I was a serial workout starter and quitter.  I continued that habit for years. Join a gym, waste my money and not go, quit, run, quit, join a gym,… you get it.  After my first daughter I did the running thing, lost the baby weight, slowly put it on every winter, would run again, but left out the gym thing because of babies and schedules.  With baby #2, I did get a burned copy of some workout DVDs at home. P90x. Anyone ever try it? I did. For two weeks. And quit that. I thought the workouts were too hard for me, I didn’t have any sort of accountability, and I did not ever attempt a meal plan to give myself enough of the right fuel to commit.  I kick myself even now for not completing that program and not leaning in to trying a little bit more.

So, the cycle continued through pregnancy #3 that ended with a miscarriage and after pregnancy #4 and the birth of our healthy third and final child.  After she was born I decided I needed to live the life I always pictured myself living. I just wanted to be healthy and vital. For my future and my children’s future.  So, I went to good ol’ Pinterest for workout challenges and running again.

It was working but it wasn’t again.  I was restricting calories, I was running until injured, I was losing hair because I was not getting the right nutrients.  I knew I needed answers and a better solution. I started checking out gyms again and they were too much money. I felt incredibly stuck, but kept listening to all these inspiring fitness girls I was following on Facebook.  I knew nothing about anything that had to do with Instagram at the time. Besides maybe I edited a few pictures on there once.  

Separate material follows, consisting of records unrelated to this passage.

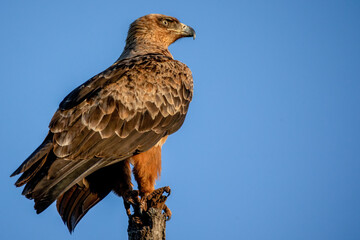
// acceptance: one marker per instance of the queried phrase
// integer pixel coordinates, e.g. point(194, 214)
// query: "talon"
point(167, 212)
point(131, 198)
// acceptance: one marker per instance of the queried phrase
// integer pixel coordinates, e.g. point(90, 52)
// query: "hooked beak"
point(187, 31)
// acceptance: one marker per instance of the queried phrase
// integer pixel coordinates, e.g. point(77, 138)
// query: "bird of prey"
point(119, 117)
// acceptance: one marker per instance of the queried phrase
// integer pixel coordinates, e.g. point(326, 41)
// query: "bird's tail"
point(80, 198)
point(46, 179)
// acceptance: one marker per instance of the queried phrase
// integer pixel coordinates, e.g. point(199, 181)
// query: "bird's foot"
point(156, 199)
point(131, 198)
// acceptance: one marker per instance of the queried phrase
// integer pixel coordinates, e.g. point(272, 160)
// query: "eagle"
point(119, 117)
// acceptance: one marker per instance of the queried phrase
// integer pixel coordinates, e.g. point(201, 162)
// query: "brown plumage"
point(120, 116)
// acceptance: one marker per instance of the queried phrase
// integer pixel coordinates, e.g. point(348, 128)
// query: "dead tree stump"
point(149, 219)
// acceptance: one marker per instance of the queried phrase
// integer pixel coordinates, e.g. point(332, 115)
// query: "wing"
point(124, 110)
point(121, 112)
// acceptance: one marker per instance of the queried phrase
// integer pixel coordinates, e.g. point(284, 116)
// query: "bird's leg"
point(131, 198)
point(156, 199)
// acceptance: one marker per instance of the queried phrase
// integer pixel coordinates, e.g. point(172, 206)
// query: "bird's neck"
point(141, 48)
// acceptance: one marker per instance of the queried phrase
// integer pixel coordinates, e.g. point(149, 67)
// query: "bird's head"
point(158, 29)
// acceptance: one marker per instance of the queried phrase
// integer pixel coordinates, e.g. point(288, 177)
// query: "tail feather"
point(76, 202)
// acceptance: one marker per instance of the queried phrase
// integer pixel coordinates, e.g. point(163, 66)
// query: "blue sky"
point(271, 145)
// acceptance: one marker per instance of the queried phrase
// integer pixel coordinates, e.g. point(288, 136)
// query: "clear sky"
point(271, 145)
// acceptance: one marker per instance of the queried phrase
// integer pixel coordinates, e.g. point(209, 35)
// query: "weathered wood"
point(150, 225)
point(150, 215)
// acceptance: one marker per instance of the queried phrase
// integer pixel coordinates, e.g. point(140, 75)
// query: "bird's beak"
point(187, 31)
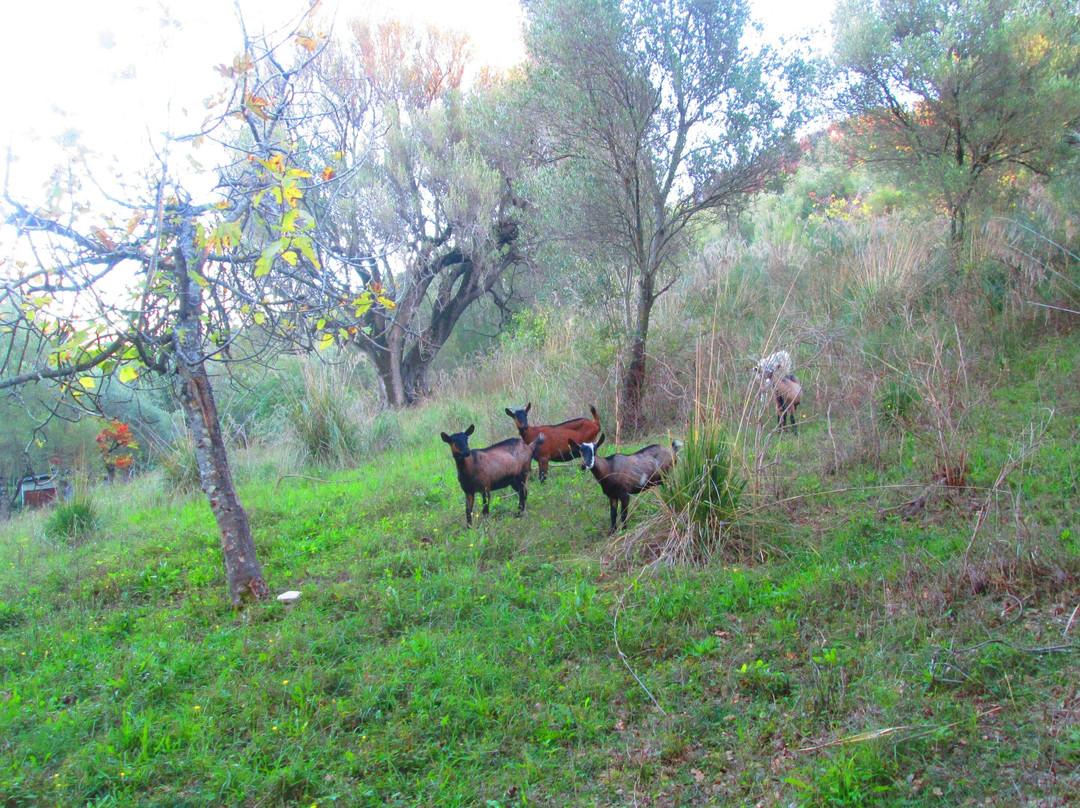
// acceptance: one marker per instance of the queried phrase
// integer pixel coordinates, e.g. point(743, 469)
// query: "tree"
point(661, 115)
point(431, 219)
point(166, 286)
point(953, 95)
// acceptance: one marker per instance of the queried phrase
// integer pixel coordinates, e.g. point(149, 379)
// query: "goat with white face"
point(788, 394)
point(621, 475)
point(777, 365)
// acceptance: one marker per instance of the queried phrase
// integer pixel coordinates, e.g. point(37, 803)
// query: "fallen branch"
point(875, 734)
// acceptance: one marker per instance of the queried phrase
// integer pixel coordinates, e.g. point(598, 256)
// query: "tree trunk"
point(242, 567)
point(633, 387)
point(957, 227)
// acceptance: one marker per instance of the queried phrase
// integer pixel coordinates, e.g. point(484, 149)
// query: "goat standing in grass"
point(559, 436)
point(500, 465)
point(621, 475)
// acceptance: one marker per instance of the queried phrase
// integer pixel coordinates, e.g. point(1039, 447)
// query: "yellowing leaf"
point(104, 238)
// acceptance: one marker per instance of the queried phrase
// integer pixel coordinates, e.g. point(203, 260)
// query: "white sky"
point(122, 71)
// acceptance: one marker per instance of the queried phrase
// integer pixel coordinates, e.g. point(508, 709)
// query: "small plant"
point(10, 616)
point(118, 446)
point(760, 678)
point(73, 521)
point(861, 779)
point(898, 401)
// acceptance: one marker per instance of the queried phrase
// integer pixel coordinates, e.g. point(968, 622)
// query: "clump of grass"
point(701, 500)
point(178, 466)
point(328, 419)
point(72, 522)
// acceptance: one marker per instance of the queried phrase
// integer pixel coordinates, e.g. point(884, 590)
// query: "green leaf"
point(304, 244)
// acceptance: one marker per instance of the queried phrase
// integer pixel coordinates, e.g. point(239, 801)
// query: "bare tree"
point(432, 219)
point(167, 287)
point(656, 116)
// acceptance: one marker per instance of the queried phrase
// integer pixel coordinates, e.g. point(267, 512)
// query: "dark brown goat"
point(621, 475)
point(489, 469)
point(556, 447)
point(788, 393)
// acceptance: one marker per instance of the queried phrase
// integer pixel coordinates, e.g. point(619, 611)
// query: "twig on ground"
point(615, 631)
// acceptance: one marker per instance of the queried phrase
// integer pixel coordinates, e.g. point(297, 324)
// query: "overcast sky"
point(120, 72)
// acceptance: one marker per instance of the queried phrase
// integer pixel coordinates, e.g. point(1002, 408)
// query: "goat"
point(491, 468)
point(559, 436)
point(621, 475)
point(788, 393)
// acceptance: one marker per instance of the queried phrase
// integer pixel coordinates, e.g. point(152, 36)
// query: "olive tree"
point(953, 96)
point(108, 292)
point(431, 218)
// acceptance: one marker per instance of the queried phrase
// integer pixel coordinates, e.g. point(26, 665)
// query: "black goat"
point(621, 475)
point(489, 469)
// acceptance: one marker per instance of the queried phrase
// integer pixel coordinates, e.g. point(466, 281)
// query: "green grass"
point(854, 658)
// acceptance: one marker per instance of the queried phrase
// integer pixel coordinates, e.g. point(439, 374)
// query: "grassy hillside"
point(885, 621)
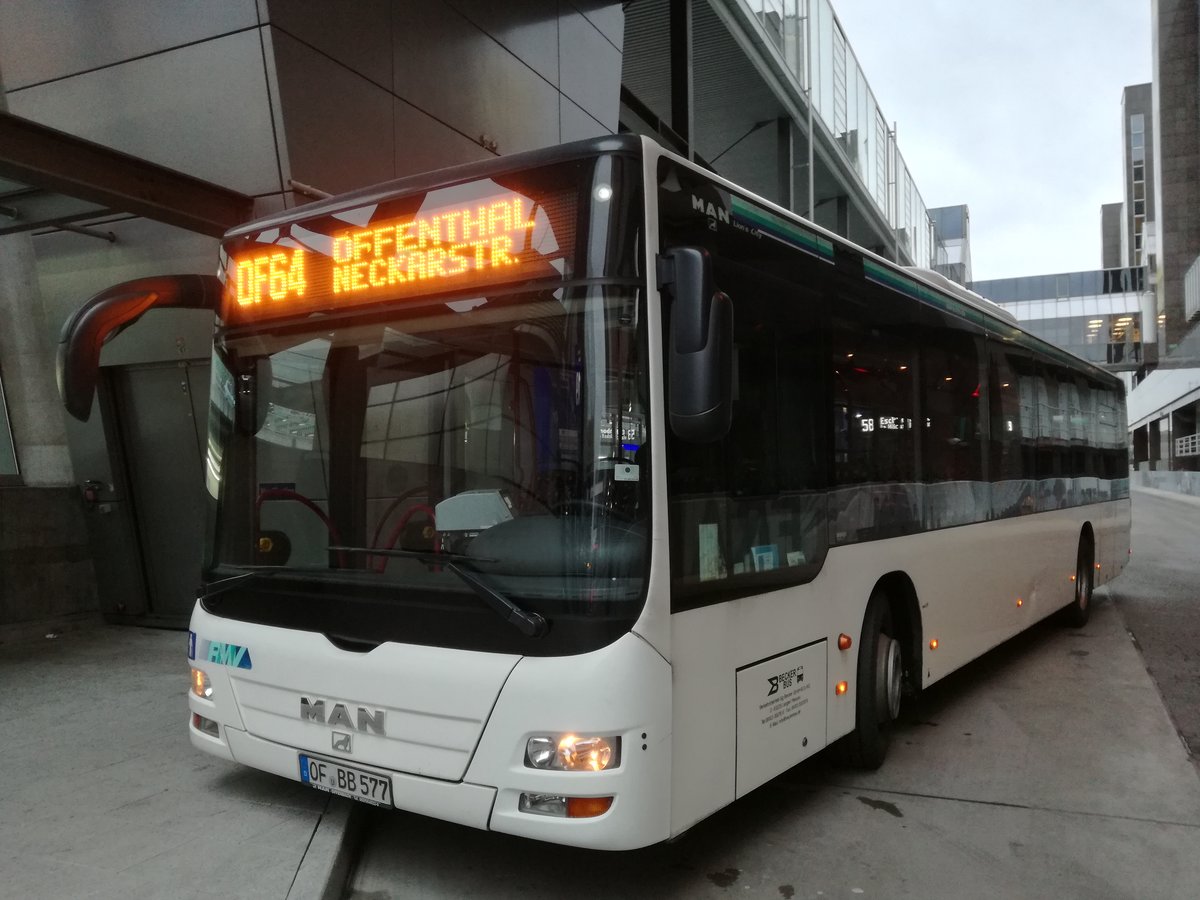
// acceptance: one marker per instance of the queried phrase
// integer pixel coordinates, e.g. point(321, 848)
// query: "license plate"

Over time I really started listening to these women on social media who seemed to get what I wanted.  I want to have a glass of wine. I want to have a beer at a BBQ (or a few; whatever).   I wanted to be able to go to a restaurant and eat off the menu and not feel guilt about it being “too many points” or “cheating on my diet.”  I wanted to live life and be healthy. And that should be a thing. There were women doing those things I wanted and looking fantastic. What was their secret?

At home workouts consistently. That was the secret. Balanced nutrition. After much convincing, research, telling myself yes 1,000 times but not leaping; I finally said yes to trying in home workouts.  Since I told myself I was making this a lifestyle, I needed it to work.  I poured myself a glass of wine after the kids went to bed and went all-in on my planning. I needed to lean fully in and not quit like I had before. 

I had already been meal planning dinners for the month since we had 3 kids. It was a budgeting as well as time-saving practice I did. But, with this system I laid out all my meals each week.  I gave up my Starbucks because I felt like it could help offset the bootcamp enrollment fees. And I stuck to that meal plan because (a) I had to make this work, (b) I already bought and planned the food for it; it was saving time and money, (c) if it didn’t work, I wanted to know I put in my all and did it right before I sent it back. 

Well, it worked.  People started asking me what I was doing, clothes fit better, I felt better, my husband said he wanted to do what I was doing, and I was hooked.  Three years later I am still doing my in home workouts daily. I will share plenty about them all here. If you ever wanna be my in-home workout buddy, let me know, too!  I would love that!